Pour éviter toute confusion, le jeu s'appelle uniquement Blade & Soul. Le sous-titre World of Koreabash était plus une private joke pour les amateurs de MMORPG qui feront le lien entre World of Warcraft, la Corée et le bashing (qui consiste à taper du monstre par pack de mille). Et puis l'acronyme WoK sonnait bien pour un jeu venu d'Asie. Sur ce je vais me cacher, on se revoie la ligne en-dessous.

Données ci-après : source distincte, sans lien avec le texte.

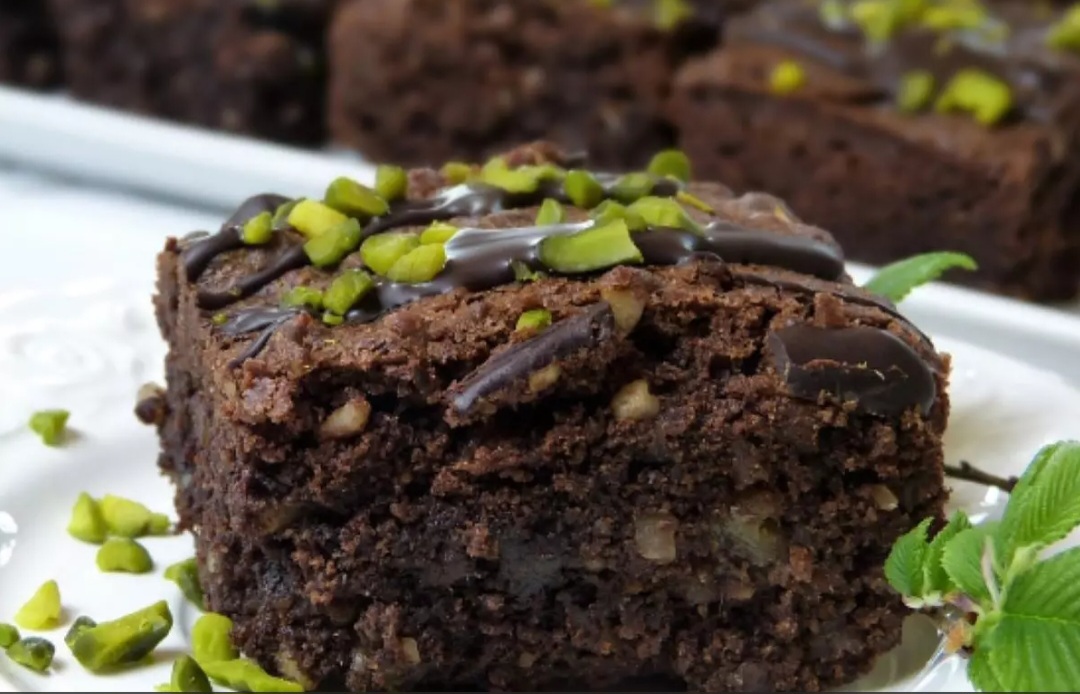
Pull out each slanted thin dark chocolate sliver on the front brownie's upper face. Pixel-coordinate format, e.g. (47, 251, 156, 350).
(449, 301, 615, 413)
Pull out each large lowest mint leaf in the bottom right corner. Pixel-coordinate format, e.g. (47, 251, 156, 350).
(974, 548, 1080, 692)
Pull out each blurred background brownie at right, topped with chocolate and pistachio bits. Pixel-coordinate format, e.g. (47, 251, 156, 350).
(671, 1, 1080, 301)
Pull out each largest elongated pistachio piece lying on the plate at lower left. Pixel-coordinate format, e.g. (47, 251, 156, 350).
(71, 600, 173, 672)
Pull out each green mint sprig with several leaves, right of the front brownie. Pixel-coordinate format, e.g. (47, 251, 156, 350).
(885, 440, 1080, 692)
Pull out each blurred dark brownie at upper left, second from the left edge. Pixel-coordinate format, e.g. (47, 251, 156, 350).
(50, 0, 334, 145)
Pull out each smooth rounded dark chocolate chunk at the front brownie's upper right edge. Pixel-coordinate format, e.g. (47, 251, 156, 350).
(767, 325, 937, 416)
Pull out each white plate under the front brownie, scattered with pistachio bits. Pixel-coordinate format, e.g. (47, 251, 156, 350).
(0, 283, 1080, 692)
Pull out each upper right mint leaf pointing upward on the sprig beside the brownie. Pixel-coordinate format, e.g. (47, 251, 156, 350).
(998, 441, 1080, 568)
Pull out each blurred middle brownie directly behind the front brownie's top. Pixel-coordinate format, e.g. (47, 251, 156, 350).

Blade & Soul a cette esthétique très coréenne, la marque des Aion, TERA, ces jeux misant beaucoup sur le charisme de son avatar. Mais il a aussi son cahier des charges avec du décor plus fermé et de la quête axée sur le génocide d'ennemis, quitte à perdre quelques neurones à chaque connexion. Mais c'est un choix très assumé que nous ne pouvons contester, le MMO a ses variantes. Cependant, on constate que NC Soft a misé un peu plus sur la mise en scène, les cinématiques, pour tenter de happer son audience avec un scénario sans génie, mais qui donne envie de s'investir un peu plus que le classique « Bienvenue dans notre monde, maintenant va taper ». Il faut juste se rendre à l'évidence, un MMO avec un scénario mis en avant, c'est un peu le quotidien du joueur entre les dernières extensions de WOW, The Elder Scrolls Online et bien évidemment FFXIV. Alors il en faudra un peu plus pour nous convaincre de rejoindre les serveurs de Blade & Soul.
Un confort mitigé
NC Soft n'attend pas une chute de popularité pour rendre son jeu gratuit. Dès sa sortie, début 2016, vous pourrez donc rejoindre le site officiel et télécharger le client du jeu sans débourser un centime. L'abonnement existe et vous donne quelques boosts d'XP, des changements cosmétiques ou des avatars en plus à créer, mais la frustration ne se ressent jamais. Contrairement à Aion qui empêchait d'accéder aux canaux principaux pour discuter dès le début sans payer.
Le jeu n'est pas sorti qu'il est déjà vieux, après tout Blade & Soul fait le bonheur des joueurs coréens depuis 2012 et cela se ressent à l'écran. Les personnages sont sublimes, beaucoup apprécieront le rendu 3D des dessins de Hyung-tae Kim, et on applaudit le détail sur les vêtements, mais le décor fait un peu tâche. Et l'optimisation n'est pas encore au point, il nous arrivait d'avoir de sérieuses chutes de framerate durant la bêta fermée (accessible le week-end pour ceux qui ont réservé un pack sur le site officiel). Alors on est ravi de pouvoir y jouer l'année prochaine sans payer un centime, mais il va falloir travailler la fluidité d'ici là.
Une question de rythme
Si nous avons eu du mal à rentrer dedans ou adhérer au charme local, le système de combat nous a quant à lui bien plus séduit. Porté sur l'action temps réel, comme TERA ou Guild Wars 2, le combat nous propose trois styles de départ qui pourront évoluer par la suite pour créer des variantes martiales. Nous avons débuté par l'épée et les mouvements fluides alliés à un système de défense / contre-attaque donnent une vraie identité au jeu. Sans parler du déplacement qui ne fait pas appel à une monture mais à des techniques ancestrales pour planer ou sprinter pendant un laps de temps limité. NC Soft assume cette identité asiatique et la pousse jusqu'aux quêtes qui nous demanderont de tuer des fantômes qui hantent les habitants d'un village et de les brûler pour capturer leur âme (« Assassin ! »).
On attendra maintenant 2016 pour vérifier la qualité du PVP (une part importante du jeu), les factions opposées, la traduction française... bref vous donner le feu vert pour lâcher votre MMO en cours pour lui consacrer un peu de votre espérance de vie.